Summary

The Inmate Bank System, administered by the Department of Corrections, accounts for moneys received and disbursed for an inmate’s personal use or benefit. Until October 2000, the Inmate Bank System was a Statewide application that ran independently at each of the Department’s facilities.  During October 2000, in an effort to accommodate budget restraints, according to the Department, this function was centralized, and, during our audit period, resided within the Department’s Central Office, Bureau of Finance and Accounting. 

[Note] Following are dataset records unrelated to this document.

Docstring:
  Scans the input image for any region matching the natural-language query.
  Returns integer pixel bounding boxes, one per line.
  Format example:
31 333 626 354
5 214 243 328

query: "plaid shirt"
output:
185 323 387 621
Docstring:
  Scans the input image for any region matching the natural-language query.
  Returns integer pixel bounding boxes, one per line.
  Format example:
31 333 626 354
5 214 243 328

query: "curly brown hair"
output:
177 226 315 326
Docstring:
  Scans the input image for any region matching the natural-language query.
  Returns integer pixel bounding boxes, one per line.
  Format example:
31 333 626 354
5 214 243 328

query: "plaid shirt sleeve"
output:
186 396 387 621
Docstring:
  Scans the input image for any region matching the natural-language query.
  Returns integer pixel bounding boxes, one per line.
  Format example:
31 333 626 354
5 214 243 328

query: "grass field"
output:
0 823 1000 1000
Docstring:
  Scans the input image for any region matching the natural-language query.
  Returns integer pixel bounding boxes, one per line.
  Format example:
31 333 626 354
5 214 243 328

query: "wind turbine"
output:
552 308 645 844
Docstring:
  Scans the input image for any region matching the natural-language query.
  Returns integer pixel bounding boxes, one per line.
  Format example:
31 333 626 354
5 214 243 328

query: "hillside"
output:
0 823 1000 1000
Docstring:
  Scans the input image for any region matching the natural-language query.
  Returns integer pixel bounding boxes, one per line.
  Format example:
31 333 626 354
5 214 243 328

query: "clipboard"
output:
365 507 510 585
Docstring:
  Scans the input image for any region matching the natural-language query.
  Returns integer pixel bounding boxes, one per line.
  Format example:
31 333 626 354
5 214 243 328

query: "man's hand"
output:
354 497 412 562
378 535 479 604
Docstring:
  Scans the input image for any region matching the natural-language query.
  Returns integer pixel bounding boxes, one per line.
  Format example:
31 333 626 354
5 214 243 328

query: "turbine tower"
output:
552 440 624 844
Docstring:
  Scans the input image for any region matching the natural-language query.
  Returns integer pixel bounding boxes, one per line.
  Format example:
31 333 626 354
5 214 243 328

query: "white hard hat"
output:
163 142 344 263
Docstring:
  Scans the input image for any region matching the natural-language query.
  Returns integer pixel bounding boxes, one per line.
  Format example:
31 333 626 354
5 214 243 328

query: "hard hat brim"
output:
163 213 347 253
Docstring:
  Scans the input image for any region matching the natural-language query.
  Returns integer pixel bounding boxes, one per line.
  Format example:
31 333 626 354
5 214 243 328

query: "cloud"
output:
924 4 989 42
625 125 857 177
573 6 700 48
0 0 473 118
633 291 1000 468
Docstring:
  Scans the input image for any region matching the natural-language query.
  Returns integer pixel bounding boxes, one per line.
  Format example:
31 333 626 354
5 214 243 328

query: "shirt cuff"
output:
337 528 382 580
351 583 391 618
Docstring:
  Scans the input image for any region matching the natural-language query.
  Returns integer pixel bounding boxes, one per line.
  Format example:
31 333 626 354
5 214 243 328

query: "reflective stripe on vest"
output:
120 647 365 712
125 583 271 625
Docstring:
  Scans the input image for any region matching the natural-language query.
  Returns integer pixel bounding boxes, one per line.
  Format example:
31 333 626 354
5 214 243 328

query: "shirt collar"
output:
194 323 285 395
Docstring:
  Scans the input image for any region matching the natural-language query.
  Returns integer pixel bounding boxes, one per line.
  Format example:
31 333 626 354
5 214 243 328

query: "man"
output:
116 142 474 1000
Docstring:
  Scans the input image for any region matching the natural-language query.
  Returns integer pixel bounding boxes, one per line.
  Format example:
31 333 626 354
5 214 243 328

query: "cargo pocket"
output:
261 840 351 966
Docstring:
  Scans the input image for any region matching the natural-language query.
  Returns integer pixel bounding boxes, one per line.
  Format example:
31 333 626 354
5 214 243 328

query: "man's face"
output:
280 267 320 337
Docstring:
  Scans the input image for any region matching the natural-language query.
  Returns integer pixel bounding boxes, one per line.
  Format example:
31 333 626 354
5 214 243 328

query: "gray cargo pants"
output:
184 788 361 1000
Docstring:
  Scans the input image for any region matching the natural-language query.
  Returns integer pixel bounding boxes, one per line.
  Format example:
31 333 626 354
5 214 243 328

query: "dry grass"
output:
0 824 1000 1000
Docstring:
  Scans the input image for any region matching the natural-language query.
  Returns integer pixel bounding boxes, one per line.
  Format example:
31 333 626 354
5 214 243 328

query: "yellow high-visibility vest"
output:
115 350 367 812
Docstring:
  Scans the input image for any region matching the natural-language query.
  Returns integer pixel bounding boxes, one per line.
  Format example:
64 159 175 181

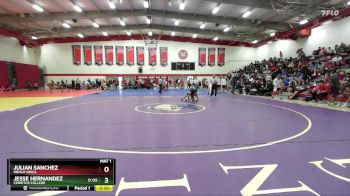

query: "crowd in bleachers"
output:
227 43 350 107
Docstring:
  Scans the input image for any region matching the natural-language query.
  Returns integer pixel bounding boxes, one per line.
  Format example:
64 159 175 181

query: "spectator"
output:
272 75 284 96
311 80 328 102
328 72 340 106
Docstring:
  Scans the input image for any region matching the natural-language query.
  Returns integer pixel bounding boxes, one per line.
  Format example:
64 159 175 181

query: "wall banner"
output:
159 47 168 66
208 48 216 66
148 47 157 66
136 47 145 65
198 48 207 66
72 45 81 65
126 46 135 65
115 46 124 65
83 46 92 65
105 46 114 65
94 45 103 65
218 48 225 66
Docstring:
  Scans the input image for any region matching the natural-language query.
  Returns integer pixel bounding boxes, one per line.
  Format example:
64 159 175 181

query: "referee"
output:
210 76 218 97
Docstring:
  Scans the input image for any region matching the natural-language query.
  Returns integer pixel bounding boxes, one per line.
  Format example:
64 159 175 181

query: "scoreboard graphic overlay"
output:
7 158 115 191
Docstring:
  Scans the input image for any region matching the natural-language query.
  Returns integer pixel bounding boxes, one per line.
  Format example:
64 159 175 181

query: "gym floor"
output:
0 90 350 195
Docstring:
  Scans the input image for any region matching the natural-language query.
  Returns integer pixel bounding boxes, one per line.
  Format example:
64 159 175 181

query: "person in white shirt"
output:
220 76 227 92
272 75 283 97
207 79 213 95
210 76 218 97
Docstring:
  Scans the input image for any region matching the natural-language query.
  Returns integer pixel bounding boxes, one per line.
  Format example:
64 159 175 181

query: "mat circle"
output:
24 100 312 155
135 103 205 114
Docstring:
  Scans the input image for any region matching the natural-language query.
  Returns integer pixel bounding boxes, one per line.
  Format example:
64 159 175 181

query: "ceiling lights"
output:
146 16 152 24
143 0 149 9
73 5 83 12
92 22 100 28
179 0 186 10
108 0 116 9
120 18 125 26
211 5 220 14
299 19 309 25
62 22 70 29
32 4 44 12
242 11 252 18
224 27 231 32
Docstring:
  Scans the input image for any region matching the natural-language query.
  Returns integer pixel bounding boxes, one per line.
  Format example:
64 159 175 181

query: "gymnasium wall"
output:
39 40 256 81
257 17 350 60
0 35 36 64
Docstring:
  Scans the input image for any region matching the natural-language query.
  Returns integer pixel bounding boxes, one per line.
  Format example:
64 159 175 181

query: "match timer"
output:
7 158 115 191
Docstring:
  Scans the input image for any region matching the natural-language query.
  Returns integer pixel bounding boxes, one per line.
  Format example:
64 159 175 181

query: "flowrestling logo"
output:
135 103 205 114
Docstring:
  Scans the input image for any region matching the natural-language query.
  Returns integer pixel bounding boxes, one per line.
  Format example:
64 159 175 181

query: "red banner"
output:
83 46 92 65
148 47 157 66
159 47 168 66
208 48 216 66
136 47 145 65
126 46 135 65
115 46 124 65
198 48 207 66
72 45 81 65
218 48 225 66
105 46 114 65
94 46 103 65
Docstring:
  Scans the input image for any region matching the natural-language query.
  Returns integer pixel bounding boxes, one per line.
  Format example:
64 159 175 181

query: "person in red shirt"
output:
312 80 328 101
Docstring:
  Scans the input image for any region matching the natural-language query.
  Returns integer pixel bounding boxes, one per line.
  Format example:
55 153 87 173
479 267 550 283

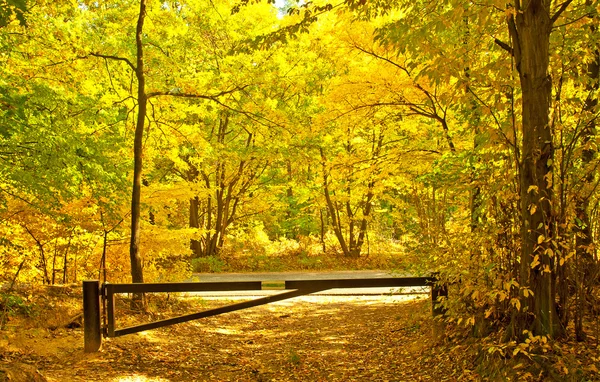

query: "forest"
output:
0 0 600 380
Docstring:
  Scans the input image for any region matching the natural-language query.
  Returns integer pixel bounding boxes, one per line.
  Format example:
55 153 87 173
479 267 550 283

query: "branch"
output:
550 0 573 24
494 38 515 56
352 43 411 77
90 53 137 72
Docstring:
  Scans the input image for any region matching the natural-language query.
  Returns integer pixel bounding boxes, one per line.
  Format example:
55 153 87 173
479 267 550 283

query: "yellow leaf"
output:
510 298 521 311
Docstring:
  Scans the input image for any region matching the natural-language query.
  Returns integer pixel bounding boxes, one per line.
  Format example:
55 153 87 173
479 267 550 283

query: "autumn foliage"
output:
0 0 600 376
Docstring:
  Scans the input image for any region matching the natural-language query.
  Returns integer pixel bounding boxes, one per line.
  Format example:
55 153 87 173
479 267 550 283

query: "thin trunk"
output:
52 238 58 285
63 232 73 284
129 0 148 283
320 148 350 256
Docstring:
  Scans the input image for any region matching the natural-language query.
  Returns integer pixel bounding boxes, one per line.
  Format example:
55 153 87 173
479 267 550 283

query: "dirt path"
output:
2 296 464 382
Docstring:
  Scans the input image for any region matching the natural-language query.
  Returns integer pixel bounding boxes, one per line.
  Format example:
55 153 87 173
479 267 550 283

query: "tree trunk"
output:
509 0 561 337
129 0 148 283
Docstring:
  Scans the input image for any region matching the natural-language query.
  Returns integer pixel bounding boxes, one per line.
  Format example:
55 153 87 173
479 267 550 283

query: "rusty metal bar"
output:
83 280 102 353
108 282 323 337
106 281 261 293
285 277 436 290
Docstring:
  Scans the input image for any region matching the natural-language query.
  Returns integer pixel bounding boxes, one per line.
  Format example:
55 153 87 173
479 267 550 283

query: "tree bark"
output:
129 0 148 283
508 0 561 337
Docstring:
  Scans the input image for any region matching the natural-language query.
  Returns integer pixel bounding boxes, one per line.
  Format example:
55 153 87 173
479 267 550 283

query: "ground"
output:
0 285 600 382
0 286 470 382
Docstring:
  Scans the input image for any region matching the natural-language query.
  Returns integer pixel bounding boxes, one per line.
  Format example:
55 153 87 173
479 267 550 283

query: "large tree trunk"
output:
129 0 148 283
509 0 561 337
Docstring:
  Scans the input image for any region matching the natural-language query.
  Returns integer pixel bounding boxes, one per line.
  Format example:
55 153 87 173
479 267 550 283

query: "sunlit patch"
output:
113 374 169 382
322 336 348 345
137 330 163 343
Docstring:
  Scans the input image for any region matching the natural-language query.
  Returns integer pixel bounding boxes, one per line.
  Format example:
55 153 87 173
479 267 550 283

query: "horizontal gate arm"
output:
105 281 262 293
111 281 323 337
285 277 436 290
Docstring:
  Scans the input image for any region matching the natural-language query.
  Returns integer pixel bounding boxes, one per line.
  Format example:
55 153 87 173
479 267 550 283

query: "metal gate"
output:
83 276 448 353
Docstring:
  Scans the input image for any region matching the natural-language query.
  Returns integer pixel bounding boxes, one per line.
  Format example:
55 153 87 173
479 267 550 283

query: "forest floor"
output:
0 286 600 382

Our audit of the Inmate Bank System for the period March 2003 through June 2003, and selected Department actions taken through July 2003, focused on evaluating selected information technology functions, and determining the effectiveness of selected general and application controls, including application system modifications, access to programs and data, user controls and controls over selected areas of input, processing, output, and manual follow-up.  We also determined management’s awareness of the Health Insurance Portability and Accountability Act of 1996 (HIPAA) legislation and what actions, if any, had been taken concerning this legislation.  In addition, we determined whether the Department had corrected, or was in the process of correcting the access and reconciliation related deficiencies disclosed in audit report No. 03-022.

 The results of our audit are summarized as follows:

Finding No. 1:  Improvements were needed in the Department’s program change control procedures with regard to documenting program changes in the client server environment. 

Finding No. 2:  The Department needs to improve its IT risk management practices and certain security controls protecting the Inmate Bank System.

The Secretary's and Chief Information Officer’s written responses to the audit findings and recommendations are included on the Auditor General web site.